The famous poets are well-represented: there are seven poems by Siegfried Sassoon, six by Wilfrid Owen, three by Robert Graves, and so forth. But Waters also includes some soldiers' ballads, some poetry written before the war but linked to it — such as two poems from A.E. Housman's "A Shropshire Lad" — and poetry by women on the home front or in the ancillary services. The poets are mostly British, though there are several poems from Rhymes of a Lost Battalion Doughboy and other American sources, and one poem translated from each of the Arabic and German.
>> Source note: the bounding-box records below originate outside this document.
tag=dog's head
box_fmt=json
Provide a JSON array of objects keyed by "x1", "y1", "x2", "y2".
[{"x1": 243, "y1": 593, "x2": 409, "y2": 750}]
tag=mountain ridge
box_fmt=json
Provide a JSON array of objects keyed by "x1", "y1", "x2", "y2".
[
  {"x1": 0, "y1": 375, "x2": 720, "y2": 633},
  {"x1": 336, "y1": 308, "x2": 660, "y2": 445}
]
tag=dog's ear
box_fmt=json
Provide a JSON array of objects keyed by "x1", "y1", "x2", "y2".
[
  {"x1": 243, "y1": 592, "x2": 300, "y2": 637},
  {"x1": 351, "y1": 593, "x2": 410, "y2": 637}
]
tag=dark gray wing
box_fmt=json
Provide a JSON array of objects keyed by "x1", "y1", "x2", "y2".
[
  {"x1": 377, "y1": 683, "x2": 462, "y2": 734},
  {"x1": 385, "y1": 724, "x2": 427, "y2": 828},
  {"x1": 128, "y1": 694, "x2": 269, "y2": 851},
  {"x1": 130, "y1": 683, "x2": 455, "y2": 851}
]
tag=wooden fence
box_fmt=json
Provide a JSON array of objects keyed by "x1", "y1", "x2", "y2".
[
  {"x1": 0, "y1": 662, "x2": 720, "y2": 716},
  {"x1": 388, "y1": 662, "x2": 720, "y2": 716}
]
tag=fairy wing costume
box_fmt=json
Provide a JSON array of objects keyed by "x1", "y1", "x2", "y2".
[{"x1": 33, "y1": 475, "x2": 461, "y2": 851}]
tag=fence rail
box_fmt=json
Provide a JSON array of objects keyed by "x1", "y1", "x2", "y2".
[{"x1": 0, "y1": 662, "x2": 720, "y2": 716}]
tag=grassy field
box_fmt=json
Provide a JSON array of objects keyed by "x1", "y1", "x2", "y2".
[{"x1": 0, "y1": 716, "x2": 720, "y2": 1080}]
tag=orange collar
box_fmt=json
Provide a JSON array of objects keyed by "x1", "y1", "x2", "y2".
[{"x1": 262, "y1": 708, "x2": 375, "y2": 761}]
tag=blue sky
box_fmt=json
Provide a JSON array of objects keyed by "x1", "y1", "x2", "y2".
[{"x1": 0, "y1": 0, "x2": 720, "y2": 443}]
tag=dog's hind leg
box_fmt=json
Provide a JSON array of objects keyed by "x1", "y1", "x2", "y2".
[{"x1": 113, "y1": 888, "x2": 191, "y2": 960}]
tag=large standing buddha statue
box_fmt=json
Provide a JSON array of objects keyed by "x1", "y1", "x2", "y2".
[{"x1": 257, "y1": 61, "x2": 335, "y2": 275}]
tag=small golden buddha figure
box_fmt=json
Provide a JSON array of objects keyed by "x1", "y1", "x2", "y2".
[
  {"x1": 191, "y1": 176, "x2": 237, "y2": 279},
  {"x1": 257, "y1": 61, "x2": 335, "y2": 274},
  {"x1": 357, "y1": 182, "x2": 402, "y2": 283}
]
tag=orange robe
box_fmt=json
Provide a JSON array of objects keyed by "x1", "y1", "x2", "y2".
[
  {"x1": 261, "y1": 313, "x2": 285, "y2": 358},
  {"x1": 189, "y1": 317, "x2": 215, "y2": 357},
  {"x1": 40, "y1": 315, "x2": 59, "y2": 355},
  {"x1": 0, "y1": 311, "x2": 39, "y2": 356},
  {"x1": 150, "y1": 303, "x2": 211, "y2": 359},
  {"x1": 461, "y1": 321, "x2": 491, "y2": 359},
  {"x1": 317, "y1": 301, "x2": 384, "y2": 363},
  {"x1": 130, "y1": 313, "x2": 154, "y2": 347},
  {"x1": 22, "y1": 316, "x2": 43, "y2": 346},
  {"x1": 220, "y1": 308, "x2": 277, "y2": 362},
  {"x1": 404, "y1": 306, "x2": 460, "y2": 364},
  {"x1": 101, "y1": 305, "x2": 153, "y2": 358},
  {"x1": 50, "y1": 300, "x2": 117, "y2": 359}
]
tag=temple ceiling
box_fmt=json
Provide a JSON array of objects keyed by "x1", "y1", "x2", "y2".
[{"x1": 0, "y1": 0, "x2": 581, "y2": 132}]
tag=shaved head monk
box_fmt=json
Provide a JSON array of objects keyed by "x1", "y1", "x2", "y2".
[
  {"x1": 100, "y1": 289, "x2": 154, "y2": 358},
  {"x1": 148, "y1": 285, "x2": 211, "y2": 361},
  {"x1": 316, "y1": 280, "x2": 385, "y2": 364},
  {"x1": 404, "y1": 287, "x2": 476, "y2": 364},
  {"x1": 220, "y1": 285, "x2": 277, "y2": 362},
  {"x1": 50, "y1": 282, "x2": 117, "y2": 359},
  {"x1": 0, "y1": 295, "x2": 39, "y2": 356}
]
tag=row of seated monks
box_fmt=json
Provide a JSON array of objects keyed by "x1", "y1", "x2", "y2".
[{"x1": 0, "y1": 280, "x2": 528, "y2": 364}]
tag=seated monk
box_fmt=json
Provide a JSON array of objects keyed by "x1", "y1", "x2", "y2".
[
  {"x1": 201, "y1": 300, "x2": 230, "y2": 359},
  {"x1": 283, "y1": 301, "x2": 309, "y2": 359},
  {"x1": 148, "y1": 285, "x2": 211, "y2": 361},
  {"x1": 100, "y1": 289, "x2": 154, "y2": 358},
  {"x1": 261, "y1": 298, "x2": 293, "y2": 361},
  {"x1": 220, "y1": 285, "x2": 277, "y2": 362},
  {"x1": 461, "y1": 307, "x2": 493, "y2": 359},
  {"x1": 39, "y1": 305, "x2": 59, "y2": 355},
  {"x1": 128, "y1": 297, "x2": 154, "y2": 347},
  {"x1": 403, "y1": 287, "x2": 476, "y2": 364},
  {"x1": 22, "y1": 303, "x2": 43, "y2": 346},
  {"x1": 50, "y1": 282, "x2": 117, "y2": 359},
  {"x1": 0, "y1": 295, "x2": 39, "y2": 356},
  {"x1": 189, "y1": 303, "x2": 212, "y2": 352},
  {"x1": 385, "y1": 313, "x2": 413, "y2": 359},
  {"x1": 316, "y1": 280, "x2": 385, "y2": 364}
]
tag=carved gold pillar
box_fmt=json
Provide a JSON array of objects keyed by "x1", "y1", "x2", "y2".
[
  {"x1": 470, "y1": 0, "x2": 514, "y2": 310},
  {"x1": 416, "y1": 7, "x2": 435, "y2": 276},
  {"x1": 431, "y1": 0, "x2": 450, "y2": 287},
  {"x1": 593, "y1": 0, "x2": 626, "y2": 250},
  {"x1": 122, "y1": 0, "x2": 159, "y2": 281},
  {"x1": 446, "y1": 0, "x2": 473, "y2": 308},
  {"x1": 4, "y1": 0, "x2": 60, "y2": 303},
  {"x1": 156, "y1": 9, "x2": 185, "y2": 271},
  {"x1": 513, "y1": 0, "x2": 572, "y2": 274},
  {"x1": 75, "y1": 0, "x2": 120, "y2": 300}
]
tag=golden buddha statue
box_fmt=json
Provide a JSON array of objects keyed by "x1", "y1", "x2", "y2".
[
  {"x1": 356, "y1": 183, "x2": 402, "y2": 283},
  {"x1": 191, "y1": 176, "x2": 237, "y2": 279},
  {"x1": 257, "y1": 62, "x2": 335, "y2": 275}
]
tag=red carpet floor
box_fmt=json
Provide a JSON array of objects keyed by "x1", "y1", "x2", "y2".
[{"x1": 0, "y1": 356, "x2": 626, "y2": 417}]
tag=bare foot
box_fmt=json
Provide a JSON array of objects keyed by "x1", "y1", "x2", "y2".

No context is provided for the poems or poets. That's fine for the better known poets, but with others some kind of background would have been helpful. I can guess from the photographs accompanying her poem "The V.A.D. Scullery-Maid's Song" that "M. Winifred Wedgwood" was a nurse, for example, but what part did "Mikhail Naimy" — presumably the Lebanese poet — play in the war, and why is there a token German poem?
The photographs are taken from the Daily Mail archives and provide a concrete visual complement to the abstraction of the poetry. Most illustrate life in the trenches, or behind them, or in action, but some depict munitions workers or other aspects of home front life, again emphasizing women. The photographs and the inclusion of some less well-known poets make Corner of a Foreign Field a useful addition to the existing anthologies of First World War poetry.